L’importance du syndicalisme dans le cœur de la première puissance mondiale n’est pas à souligner : rien de grand et de fort ne se produira aux Etats-Unis sans lui. Mais ses limites doivent aussitôt être mises en évidence, en particulier la réduction - voulue ou subie - de son action à la négociation collective au niveau de l’entreprise. Sans parler du soutien renouvelé apporté au Parti Démocrate, piètre pis-aller en l’absence d’une véritable organisation politique des salarié-e-s. Actuellement dans une phase d’affaiblissement marquée par rapport aux années 60, particulièrement dans le secteur privé, où il est passé d’un taux de syndicalisation de 35% à moins de 8%, le syndicalisme étasunien est placé devant l’évidente nécessité de renouveler ses pratiques et ses perspectives. (réd. de solidaritéS)

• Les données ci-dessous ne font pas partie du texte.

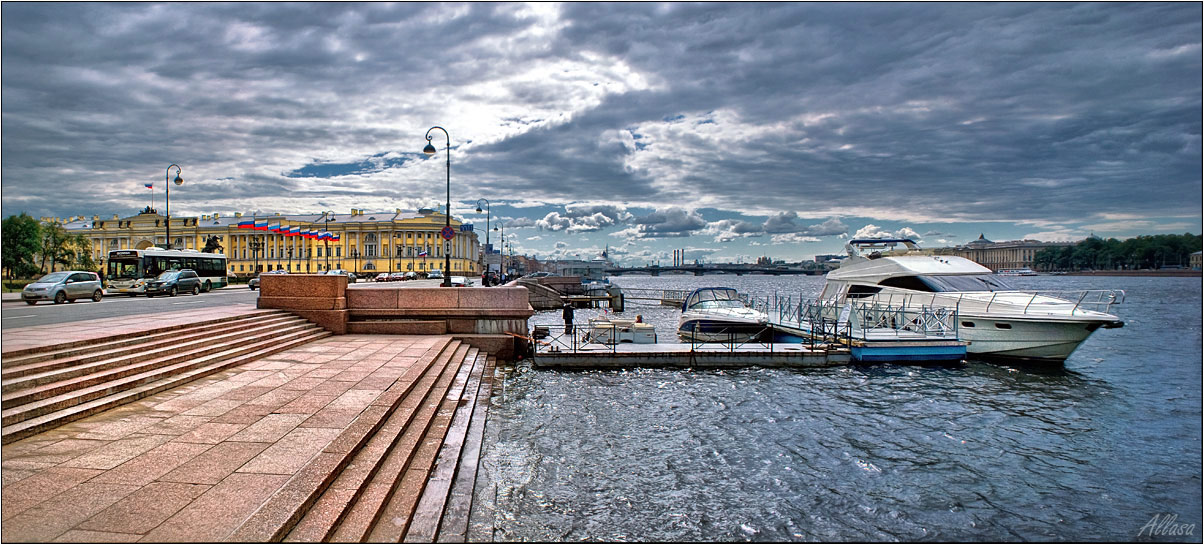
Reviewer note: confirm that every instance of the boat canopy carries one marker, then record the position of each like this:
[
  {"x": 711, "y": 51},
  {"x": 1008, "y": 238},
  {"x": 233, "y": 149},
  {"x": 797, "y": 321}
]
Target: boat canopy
[{"x": 706, "y": 295}]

Pour des raisons historiques, la faiblesse du syndicalisme américain et son incapacité à représenter la classe ouvrière dans son ensemble ont conduit les syndicats à privilégier la négociation collective et à développer, de fait, des pratiques gestionnaires et bureaucratiques, au bénéfice exclusif de leurs membres. Les Etats-Unis sont de tous les grands pays industrialisés, celui où la « prime syndicale » est la plus forte. [1]

Un syndicalisme focalisé sur la négociation collective

Cette stratégie s’est consolidée au détriment de pratiques et d’actions situées à un niveau plus directement politique et du développement de liens tissés avec la société civile et les mouvements sociaux. Il n’y a que les syndicats du secteur public qui fassent exception. Ces derniers affichent en effet un taux de syndicalisation de 35%, lié également au fait que les employeurs publics n’utilisent pas les tactiques antisyndicales ayant cours dans le secteur privé. Ce syndicalisme de « services aux adhérent-e-s » a montré de fait une indifférence, sinon une hostilité aux grands mouvements sociaux des années 1960-70, celui pour les droits civiques et les différents mouvements en faveur des droits des minorités. Cette attitude a d’ailleurs contribué largement au développement d’actions pour la défense et l’affirmation des droits individuels fondés sur l’appartenance ethnique ou sexuelle, en lieu et place des droits collectifs liés au statut de travailleur-euse défendus par les syndicats. Ce choix a conduit également le syndicalisme à configurer et à soutenir un système de protection sociale fondé non pas sur l’« Etat providence » à l’instar de la plupart des grands pays industrialisés, mais sur l’« Entreprise providence ».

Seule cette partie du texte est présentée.